The distribution ranges and ecologies of both species are still little known. Ganoderma parvulum , as here interpreted, had been observed from the Brazilian Amazon, Colombia, and French Guiana in South America, Costa Rica and Nicaragua in Mesoamerica, and up to Cuba in the Caribbean. Loyd et al. (2017, 2018) reported G. cf. weberianum from the subtropical southern Florida (USA) on the basis of two specimens (UMNFL 32 and UMNFL 100), which DNA sequences, nevertheless, were deposited in GenBank under G. subamboinense var. laevisporum . Loyd et al. (2018) described striated chlamydospores in the context of these specimens, which points toward G. parvulum . Our multilocus phylogenetic inferences showed that these Florida specimens nested within the G. parvulum clade ( Fig. 1 View Figure 1 ). However, there was incongruence between the topology resulting from the multilocus-based phylogenies and the ITS-based inferences ( Fig. 2 View Figure 2 ) regarding the position of UMNFL 100. The ITS sequences of this showed a change in three nucleotide positions, that could represent a misreading of the sequencer. Notwithstanding, these reports extend the distribution range of G. parvulum northerly to the subtropical, south–eastern USA. This ample distribution would imply a broad ecological range, but also could encompass a hidden diversity.
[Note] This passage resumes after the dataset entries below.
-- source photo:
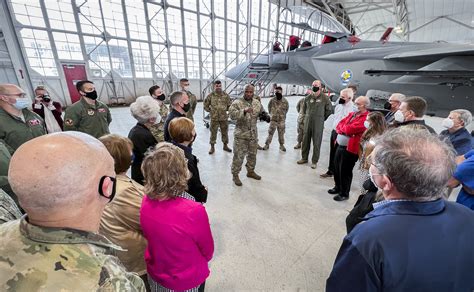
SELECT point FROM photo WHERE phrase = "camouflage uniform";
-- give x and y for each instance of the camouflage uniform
(245, 134)
(277, 109)
(193, 104)
(87, 118)
(317, 110)
(53, 259)
(157, 130)
(301, 114)
(217, 105)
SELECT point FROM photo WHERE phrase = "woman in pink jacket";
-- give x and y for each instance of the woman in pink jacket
(177, 229)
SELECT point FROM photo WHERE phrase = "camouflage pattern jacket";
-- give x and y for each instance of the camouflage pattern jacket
(278, 109)
(34, 258)
(217, 105)
(246, 123)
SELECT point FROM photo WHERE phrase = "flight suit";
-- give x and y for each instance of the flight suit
(87, 118)
(193, 104)
(217, 105)
(278, 110)
(245, 133)
(317, 110)
(14, 131)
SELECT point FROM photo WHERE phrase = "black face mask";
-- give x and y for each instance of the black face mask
(161, 97)
(92, 95)
(101, 182)
(186, 107)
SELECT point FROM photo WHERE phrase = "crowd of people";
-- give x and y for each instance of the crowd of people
(64, 216)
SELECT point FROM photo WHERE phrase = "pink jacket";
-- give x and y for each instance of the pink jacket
(180, 243)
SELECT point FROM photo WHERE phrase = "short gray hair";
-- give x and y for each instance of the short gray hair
(144, 108)
(398, 96)
(464, 115)
(417, 162)
(348, 91)
(176, 97)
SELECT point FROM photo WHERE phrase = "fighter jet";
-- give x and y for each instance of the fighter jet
(442, 73)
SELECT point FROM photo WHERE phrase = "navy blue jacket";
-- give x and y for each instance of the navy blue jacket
(173, 114)
(408, 246)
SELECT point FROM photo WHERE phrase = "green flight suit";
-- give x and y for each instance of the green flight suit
(317, 110)
(87, 118)
(14, 131)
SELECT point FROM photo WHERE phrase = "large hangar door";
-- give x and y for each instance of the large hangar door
(73, 74)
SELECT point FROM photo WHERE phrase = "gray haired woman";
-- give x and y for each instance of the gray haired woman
(147, 113)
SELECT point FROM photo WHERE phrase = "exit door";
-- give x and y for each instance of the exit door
(74, 73)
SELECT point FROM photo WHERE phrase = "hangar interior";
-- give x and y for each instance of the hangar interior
(281, 233)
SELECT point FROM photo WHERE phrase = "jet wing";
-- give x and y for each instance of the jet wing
(442, 51)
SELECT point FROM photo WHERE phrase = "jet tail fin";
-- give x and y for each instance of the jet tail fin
(386, 34)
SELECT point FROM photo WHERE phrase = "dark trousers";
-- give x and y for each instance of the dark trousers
(344, 162)
(332, 152)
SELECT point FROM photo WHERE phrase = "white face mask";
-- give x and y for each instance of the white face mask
(366, 124)
(399, 117)
(448, 123)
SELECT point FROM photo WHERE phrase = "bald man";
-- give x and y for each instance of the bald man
(56, 245)
(318, 108)
(17, 123)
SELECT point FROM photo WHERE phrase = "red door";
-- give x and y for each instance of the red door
(74, 73)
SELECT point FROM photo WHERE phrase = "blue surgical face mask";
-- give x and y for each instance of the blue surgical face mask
(22, 103)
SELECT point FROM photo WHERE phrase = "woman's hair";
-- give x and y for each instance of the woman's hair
(120, 149)
(181, 129)
(144, 108)
(377, 125)
(166, 172)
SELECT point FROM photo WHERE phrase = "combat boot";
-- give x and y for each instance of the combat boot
(236, 180)
(212, 150)
(253, 175)
(226, 148)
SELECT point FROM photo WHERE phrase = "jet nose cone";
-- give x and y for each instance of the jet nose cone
(237, 71)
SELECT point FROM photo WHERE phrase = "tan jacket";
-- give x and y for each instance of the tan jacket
(121, 224)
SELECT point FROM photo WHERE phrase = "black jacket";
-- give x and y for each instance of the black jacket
(195, 187)
(173, 114)
(142, 140)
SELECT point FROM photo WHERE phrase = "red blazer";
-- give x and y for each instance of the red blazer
(353, 128)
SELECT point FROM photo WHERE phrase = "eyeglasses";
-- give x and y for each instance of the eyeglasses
(21, 95)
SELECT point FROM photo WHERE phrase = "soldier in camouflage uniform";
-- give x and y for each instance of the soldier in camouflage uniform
(88, 115)
(278, 108)
(217, 103)
(245, 112)
(56, 246)
(157, 129)
(184, 84)
(300, 122)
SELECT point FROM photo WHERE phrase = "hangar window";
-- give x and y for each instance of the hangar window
(141, 59)
(38, 50)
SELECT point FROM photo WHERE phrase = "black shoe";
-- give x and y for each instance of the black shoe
(340, 198)
(333, 191)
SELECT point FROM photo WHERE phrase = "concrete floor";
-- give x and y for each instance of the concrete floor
(280, 233)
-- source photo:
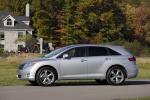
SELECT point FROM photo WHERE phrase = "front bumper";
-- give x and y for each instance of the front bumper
(25, 75)
(133, 72)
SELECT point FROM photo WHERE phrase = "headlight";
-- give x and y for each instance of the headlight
(28, 65)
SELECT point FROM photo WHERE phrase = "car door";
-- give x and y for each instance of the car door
(75, 66)
(98, 60)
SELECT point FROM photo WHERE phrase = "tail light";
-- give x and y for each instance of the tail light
(132, 59)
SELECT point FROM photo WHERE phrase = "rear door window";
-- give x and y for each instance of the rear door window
(112, 52)
(98, 51)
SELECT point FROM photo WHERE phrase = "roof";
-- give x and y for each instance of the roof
(19, 22)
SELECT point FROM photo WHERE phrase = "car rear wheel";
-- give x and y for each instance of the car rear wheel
(46, 76)
(116, 76)
(33, 83)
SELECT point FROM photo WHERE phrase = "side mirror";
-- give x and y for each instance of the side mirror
(65, 56)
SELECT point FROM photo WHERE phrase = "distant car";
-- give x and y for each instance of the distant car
(103, 63)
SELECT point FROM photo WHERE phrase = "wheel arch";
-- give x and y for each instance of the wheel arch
(49, 67)
(117, 66)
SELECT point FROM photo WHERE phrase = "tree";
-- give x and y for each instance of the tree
(85, 20)
(17, 7)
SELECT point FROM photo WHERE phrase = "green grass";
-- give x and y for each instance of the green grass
(142, 98)
(9, 65)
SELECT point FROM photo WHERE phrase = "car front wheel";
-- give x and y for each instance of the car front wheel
(116, 76)
(46, 76)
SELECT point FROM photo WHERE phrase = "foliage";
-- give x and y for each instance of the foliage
(10, 65)
(64, 22)
(135, 47)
In French Guiana, G. parvulum has been observed at the Nouragues Nature Reserve (~ 4°04′18″N, 52°43′57″W), a spot of primary, very humid (3000 mm of rain / year), tropical rainforest characteristic of the Guianas shield, which belongs to the larger Amazonian rain forest phytochorion. Locally, this species was uncommon; three basidiomes only were observed during six, two- to three-weeks long surveys of polypores. These three specimens were found emerging from dead, fallen trunks. In French Guiana, it has been observed also once in an anthropic, semi-urban environment (culture BRFM 1043, voucher specimen and data on the substrate and host unavailable). The type specimen of G. parvulum , originating from Brazil, was also, most likely, collected in the same phytochorion. In Cuba, Greater Antilles, the species has been observed mostly in anthropic, urban or semi-urban environments (cf. list of specimens examined).

Ganoderma mexicanum , as here interpreted, has been observed from Argentina, Brazil, Martinique (Lesser Antilles), and Mexico. In Mexico, the species is known from a rather restricted area of the Morelos State, which is the type locality of G. mexicanum and G. sessiliforme , and of a third additional specimen collected in secondary tropical forest with Quercus sp. ( Torres-Torres et al. 2015). Raymundo et al. (2013) and López-Peña et al. (2016) also reported G. sessiliforme from xerophylic vegetation with Quercus sp. in Sonora, but the voucher specimens were not available for confirmation. In Martinique, the species was found in mesophylic to distinctly xerophylic forests, which could represent, locally, its preferential habitat. Several collections came from The Caravelle Peninsula, which is characterized by a seasonally dry season.